Forza series has its own merits of problems, their sales are constantly declining since peak made in 2009 for FM3 (notice, it was the time where GT5 was not yet released), and even Horizon-project didn't meet internal forecasts. FM4 sales were significantly lower than forecasted as well, and current reception and results of FM5 are nothing short of disastrous when observed from production and business perspective (ongoing production costs, 400+ staff allocated all around the world, money poured into licensing the various content, etc). Of course, decline of sales of Forza series must be observed on multi-level (FM5 would certainly sold better if XboxOne is more successful as a platform) but it doesn't change the actual outcome. Forza never even managed to outsell any GT release and while we can argue "are the sales numbers showcase of quality" until hell freezes over, the overall result simply gives very simple picture: two first-party games from the particular publisher, both with AAAA budgets and AAAA marketing-machines, both in the same genre, catering towards same audience. One is always selling at least double numbers than the other, despite equilibrated platform-saturation worldwide, but the one is also having 2.5X smaller production team which generates significantly lower production costs.
Existence of Forza have no influence to decision of SCE regarding existence of GT series. GT is absolutely unique "product" for SCE and overall gaming industry and it is much more important for Sony as a company (especially since Hirai took over 2 years ago) that many can even imagine. Even if GT6 never sell more than 5 million games, it will not be seen as "failure" within the company, because they never forecasted GT6 towards such sale.
Decision to release GT6 in such late moment for PS3 and in the same time they're releasing PS4 was heavily discussed and planned and GT6 being a PS3 game is strategic and business move with much more long-term implications many even understand. GT6 on PS3 is made to accommodate PS3 players that will not jump PS4 in the first year of new platform, to approach to new PS3/GT players that are currently "growing up" from their childhood to teenage years and with PS3-price being lowered within next 12 months, to "open" the series on the emerging markets where PS3 is currently growing strong (BRICS countries, I guess you are aware what I am talking here) and to provide needed ground to develop "GT on PS4 engine" within next 18 months, using GT6 to establish many new functionalities and options (from network functionalities, to GPS Course Maker, new weather and daytime engine, tesselation engine, etc) while waiting for PS4 to catch enough saturation as a platform to accommodate release of GT game (to have at least 5 million consoles on the market for primary-sales and to use new GT game to push further quantities).
And no Forza game has anything to do with it, trust me.
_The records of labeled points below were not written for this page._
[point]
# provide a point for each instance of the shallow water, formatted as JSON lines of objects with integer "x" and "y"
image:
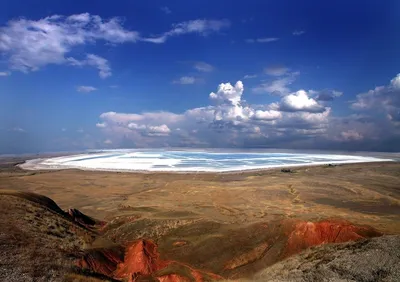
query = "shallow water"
{"x": 181, "y": 161}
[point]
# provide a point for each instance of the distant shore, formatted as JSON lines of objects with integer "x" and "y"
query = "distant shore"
{"x": 57, "y": 163}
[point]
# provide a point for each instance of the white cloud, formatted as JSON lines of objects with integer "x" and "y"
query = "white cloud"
{"x": 166, "y": 10}
{"x": 326, "y": 95}
{"x": 262, "y": 40}
{"x": 276, "y": 70}
{"x": 267, "y": 115}
{"x": 204, "y": 67}
{"x": 299, "y": 101}
{"x": 278, "y": 86}
{"x": 351, "y": 135}
{"x": 5, "y": 73}
{"x": 85, "y": 89}
{"x": 228, "y": 94}
{"x": 298, "y": 32}
{"x": 229, "y": 115}
{"x": 185, "y": 80}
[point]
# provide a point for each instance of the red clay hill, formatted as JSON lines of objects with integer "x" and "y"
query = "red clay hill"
{"x": 234, "y": 254}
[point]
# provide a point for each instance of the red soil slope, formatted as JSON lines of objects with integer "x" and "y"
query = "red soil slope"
{"x": 308, "y": 234}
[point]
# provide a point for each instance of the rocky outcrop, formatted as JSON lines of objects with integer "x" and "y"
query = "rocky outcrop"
{"x": 84, "y": 220}
{"x": 375, "y": 259}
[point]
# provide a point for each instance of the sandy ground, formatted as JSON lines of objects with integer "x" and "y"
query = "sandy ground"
{"x": 366, "y": 193}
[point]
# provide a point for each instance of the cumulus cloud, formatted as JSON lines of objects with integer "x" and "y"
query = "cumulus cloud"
{"x": 203, "y": 67}
{"x": 262, "y": 40}
{"x": 326, "y": 95}
{"x": 185, "y": 80}
{"x": 279, "y": 86}
{"x": 228, "y": 121}
{"x": 32, "y": 44}
{"x": 299, "y": 101}
{"x": 85, "y": 89}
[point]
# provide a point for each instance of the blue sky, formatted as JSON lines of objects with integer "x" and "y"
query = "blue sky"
{"x": 263, "y": 74}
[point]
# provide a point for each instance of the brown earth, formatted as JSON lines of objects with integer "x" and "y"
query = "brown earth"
{"x": 185, "y": 227}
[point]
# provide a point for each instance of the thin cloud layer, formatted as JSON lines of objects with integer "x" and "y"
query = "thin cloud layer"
{"x": 262, "y": 40}
{"x": 32, "y": 44}
{"x": 203, "y": 67}
{"x": 185, "y": 80}
{"x": 85, "y": 89}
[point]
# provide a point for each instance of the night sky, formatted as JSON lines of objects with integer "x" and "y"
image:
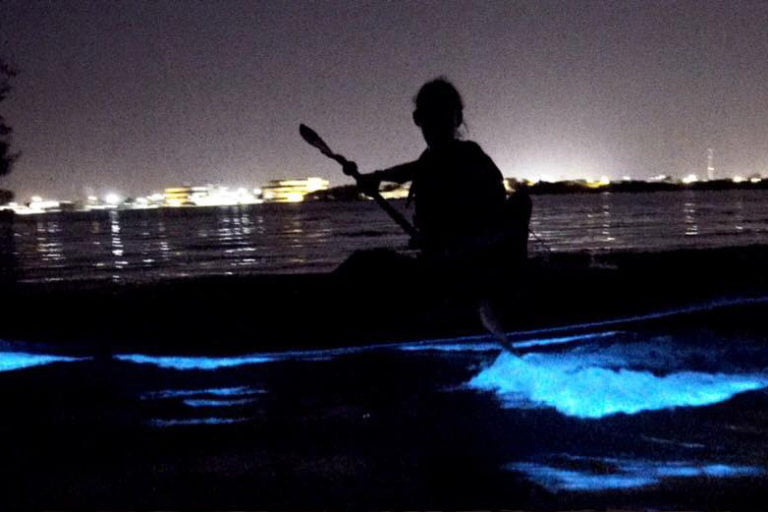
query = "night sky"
{"x": 133, "y": 97}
GT existed long before Forza, and will exist long after Forza. We can have very subjective and "objective" opinions over million small and bigger details regarding what we like or do not like or we think it could be better in either of games, but as long as PD is successful in delivering their unique vision of GT-game, GT series will exist. Next step will certainly be further evolution of the series towards "platform" model and I think we will witness that somewhere after GT7 releases on PS4. But I will not talk about that at this moment.
In short, PD is doing more than fine and GT series as well.